For over a year, it has appeared to me (and many other observers more knowledgeable than I) that China was headed for a crash for many of the same reasons as Japan. I am now sure this is true, as today Andy Stern (formerly of the SEIU) writes an essay lauding the Chinese top-down state-planned economic model.
The current debates about China's currency, the trade imbalance, our debt and China's excessive use of pirated American intellectual property are evidence that the Global Revolution—coupled with Deng Xiaoping's government-led, growth-oriented reforms—has created the planet's second-largest economy. It's on a clear trajectory to knock America off its perch by 2025....
There is no doubt that China will pass the US in total economic size -- it has three times more people than we do. But their success is clearly due to the small dollops of free enterprise that are allowed in a statist society, and advances are made in spite of, not because of, the meddling state.
Exactly how much economic progress had China made before its leaders brought in the very free market ideas Stern says are dead? None, of course. To read China as a triumph of statism and as the death nell of capitalism, when in fact it is one of the greatest examples in history of the power of capitalist ideas and how fast they can turn around a starving and poverty-stricken country, is just willful blindness.

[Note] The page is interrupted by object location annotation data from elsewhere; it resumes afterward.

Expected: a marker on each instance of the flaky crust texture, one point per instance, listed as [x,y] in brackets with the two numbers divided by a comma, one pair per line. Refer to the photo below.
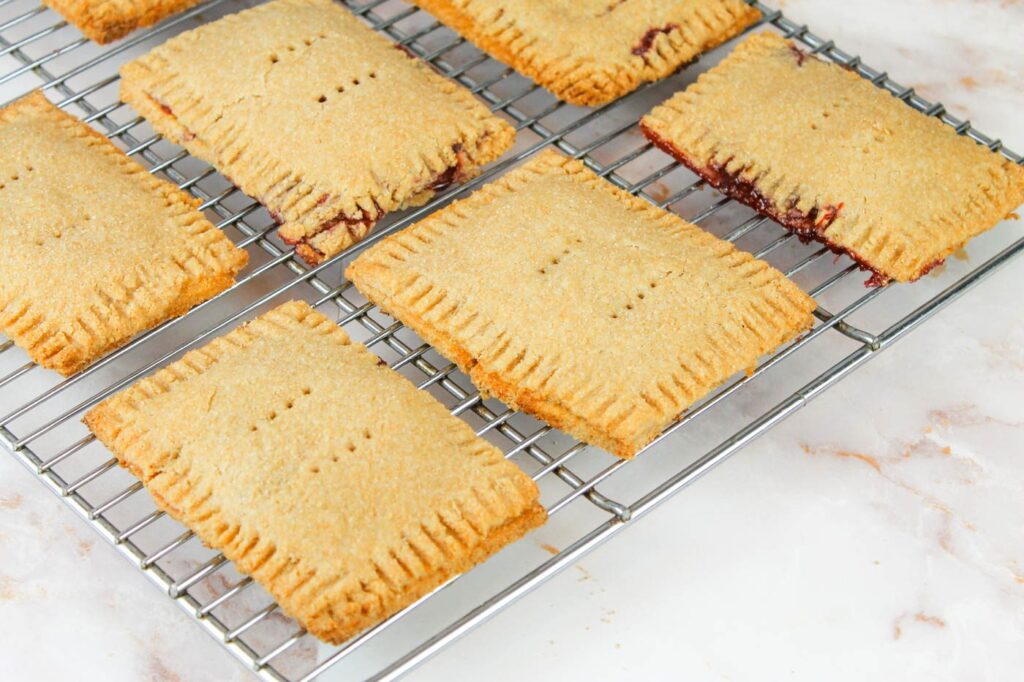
[95,248]
[346,493]
[592,52]
[641,357]
[105,20]
[836,159]
[322,120]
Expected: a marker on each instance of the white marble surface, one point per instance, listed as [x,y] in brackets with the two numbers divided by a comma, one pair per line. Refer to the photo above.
[877,535]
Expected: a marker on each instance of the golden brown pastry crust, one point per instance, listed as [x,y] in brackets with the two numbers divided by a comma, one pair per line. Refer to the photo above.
[105,20]
[590,52]
[836,159]
[325,122]
[336,484]
[623,315]
[95,249]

I will include just one other excerpt
While we debate, Team China rolls on. Our delegation witnessed China's people-oriented development in Chongqing, a city of 32 million in Western China, which is led by an aggressive and popular Communist Party leader—Bo Xilai. A skyline of cranes are building roughly 1.5 million square feet of usable floor space daily—including, our delegation was told, 700,000 units of public housing annually.
Meanwhile, the Chinese government can boast that it has established in Western China an economic zone for cloud computing and automotive and aerospace production resulting in 12.5% annual growth and 49% growth in annual tax revenue, with wages rising more than 10% a year.
My first thought on reading this was that Houston used to look exactly like this, with cranes all over the place building things, until we had an Administration that actively opposed expansion of domestic oil production. My second thought is that this reads so much like the enthusiast essays written by leftists when they used to visit the Soviet Union and came back telling us Russia was so much superior to the US -- just look at the Moscow subway!
The emergence of hundreds of millions of people in China and India from poverty is exciting as hell, and at some level I don't blame Stern for his excitement. But I fear that what he is seeing is the US housing bubble on steroids, a gross misallocation of capital and resources driven by a few technocrats who think they can manage a billion person economy from their office in Beijing.
Disclosure: I seldom do anything but invest in generic bond funds and US stock funds, but right now I am out of US equities and I have a number of shorts on Chinese manufacturing and real estate.